Carregadores rápidos podem exigir uma infraestrutura elétrica robusta, especialmente quando vários veículos precisam recarregar simultaneamente.

Isso envolve:

  • capacidade da rede local;
  • transformadores;
  • demanda contratada;
  • sistemas de proteção;
  • obras civis;
  • conexão com distribuidoras.

Em alguns casos, a própria disponibilidade de energia pode se tornar o principal limitador.

Essa questão será especialmente importante em rodovias e grandes hubs de recarga.

Condomínios também terão papel central

A maior parte dos proprietários de veículos elétricos provavelmente continuará realizando uma parcela significativa das recargas em casa.

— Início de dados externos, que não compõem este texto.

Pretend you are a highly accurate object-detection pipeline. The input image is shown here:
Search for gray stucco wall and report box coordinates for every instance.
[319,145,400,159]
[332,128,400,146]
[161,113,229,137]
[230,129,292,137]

Por isso, condomínios residenciais estão se tornando outro ponto importante dessa transformação.

Prédios mais antigos muitas vezes não foram projetados para dezenas de veículos carregando simultaneamente.

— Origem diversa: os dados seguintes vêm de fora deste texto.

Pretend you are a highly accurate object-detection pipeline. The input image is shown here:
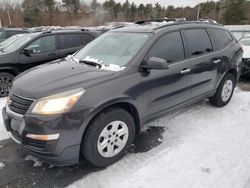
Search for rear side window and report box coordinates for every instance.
[208,29,233,50]
[184,29,213,57]
[81,34,93,46]
[26,35,56,53]
[148,31,184,63]
[58,34,82,49]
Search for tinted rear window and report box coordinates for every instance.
[184,29,213,56]
[208,29,233,50]
[148,32,184,62]
[58,34,82,49]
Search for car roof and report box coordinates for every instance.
[112,22,227,33]
[0,27,28,32]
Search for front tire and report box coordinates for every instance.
[0,72,15,97]
[209,73,236,107]
[82,108,135,167]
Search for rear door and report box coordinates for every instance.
[182,28,221,98]
[57,33,83,57]
[20,35,59,70]
[142,31,191,119]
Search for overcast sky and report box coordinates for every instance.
[94,0,216,7]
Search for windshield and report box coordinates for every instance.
[74,32,152,67]
[0,34,25,47]
[2,34,33,53]
[239,37,250,46]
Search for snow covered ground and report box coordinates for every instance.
[69,90,250,188]
[0,89,250,188]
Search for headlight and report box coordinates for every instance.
[31,88,86,114]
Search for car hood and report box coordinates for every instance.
[11,61,114,99]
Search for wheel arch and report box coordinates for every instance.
[216,68,239,89]
[83,99,141,134]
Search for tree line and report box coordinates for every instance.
[0,0,250,27]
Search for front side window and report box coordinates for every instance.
[2,34,36,53]
[26,35,56,53]
[59,34,82,49]
[208,29,233,50]
[148,31,184,63]
[74,32,153,67]
[0,34,25,47]
[184,29,213,57]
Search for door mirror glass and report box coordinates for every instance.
[22,48,34,56]
[144,57,169,70]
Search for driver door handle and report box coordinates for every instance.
[214,59,221,64]
[49,53,56,56]
[181,69,191,74]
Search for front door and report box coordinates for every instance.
[142,31,192,120]
[183,28,221,98]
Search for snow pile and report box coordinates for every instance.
[0,162,5,170]
[0,98,9,140]
[24,155,43,167]
[69,90,250,188]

Isso pode exigir sistemas inteligentes capazes de distribuir a potência disponível entre diferentes carros.

A expansão da frota elétrica tende, portanto, a movimentar não apenas eletropostos públicos, mas também infraestrutura elétrica residencial e empresarial.

Brasil ainda possui enorme espaço para crescer

Apesar da expansão acelerada, a rede brasileira ainda é pequena diante do tamanho territorial do país.

O Brasil possui mais de 8,5 milhões de quilômetros quadrados e uma malha rodoviária extensa.

Criar uma rede confiável para viagens de longa distância exige muito mais do que instalar pontos nas capitais.

Será necessário criar corredores de recarga em rodovias, cidades intermediárias e regiões turísticas.

A qualidade também será tão importante quanto a quantidade.

Um carregador existente no mapa, mas indisponível, quebrado ou ocupado durante muito tempo não resolve o problema do usuário.

Por isso, operadores terão de investir em confiabilidade, manutenção, disponibilidade em tempo real e métodos simples de pagamento.

Experiência do usuário pode definir vencedores

No mercado de combustíveis tradicionais, o processo de abastecimento é extremamente padronizado.

Carros elétricos ainda enfrentam uma experiência mais fragmentada.

Diferentes redes podem possuir aplicativos distintos, cadastros próprios e preços variados.

À medida que o mercado amadurecer, consumidores provavelmente darão preferência a redes que ofereçam:

  • carregadores funcionando;
  • informação de disponibilidade;
  • pagamento simples;
  • preços transparentes;
  • boa localização;
  • velocidade consistente.

A infraestrutura de recarga começará, portanto, a competir também por qualidade de serviço.

Crescimento de 309% mostra mudança de comportamento

O dado sobre buscas não representa diretamente aumento de 309% no número de eletropostos.

Ele mede interesse online.

Essa diferença é importante.

Ainda assim, pesquisas no Google funcionam como um indicador interessante de intenção e curiosidade dos consumidores.

Quando termos relacionados a um setor crescem centenas de por cento em pouco tempo, normalmente significa que aquela tecnologia está começando a entrar no cotidiano de um público maior.

No caso dos carros elétricos, o consumidor deixou de perguntar apenas “qual a autonomia?” e passou a perguntar “onde eu carrego?”.

Essa mudança pode parecer pequena, mas mostra que a eletrificação começa a sair do estágio de novidade.

Próxima disputa será pela infraestrutura

Durante os últimos anos, a competição do mercado automotivo esteve concentrada principalmente nos veículos.

BYD, GWM, Volvo, Geely, Chevrolet, BMW e diversas outras marcas disputam consumidores com preços, autonomia e tecnologia.

Agora, uma segunda competição começa a ganhar importância: quem construirá a infraestrutura de recarga necessária para sustentar essa frota?

Empresas de energia, redes de postos, fabricantes de veículos, startups e varejistas podem participar dessa corrida.

Os dados de busca mostram que os próprios consumidores e empreendedores já perceberam essa oportunidade.

Se a frota elétrica continuar crescendo no ritmo atual, eletropostos deixarão de ser uma infraestrutura relativamente rara para se tornar parte comum da paisagem urbana e rodoviária brasileira.

A alta de 309% nas pesquisas é, portanto, mais do que uma curiosidade estatística.

Ela mostra uma mudança concreta no mercado: o Brasil começa a entrar na fase em que vender carros elétricos já não é suficiente — será necessário construir toda a infraestrutura capaz de mantê-los circulando.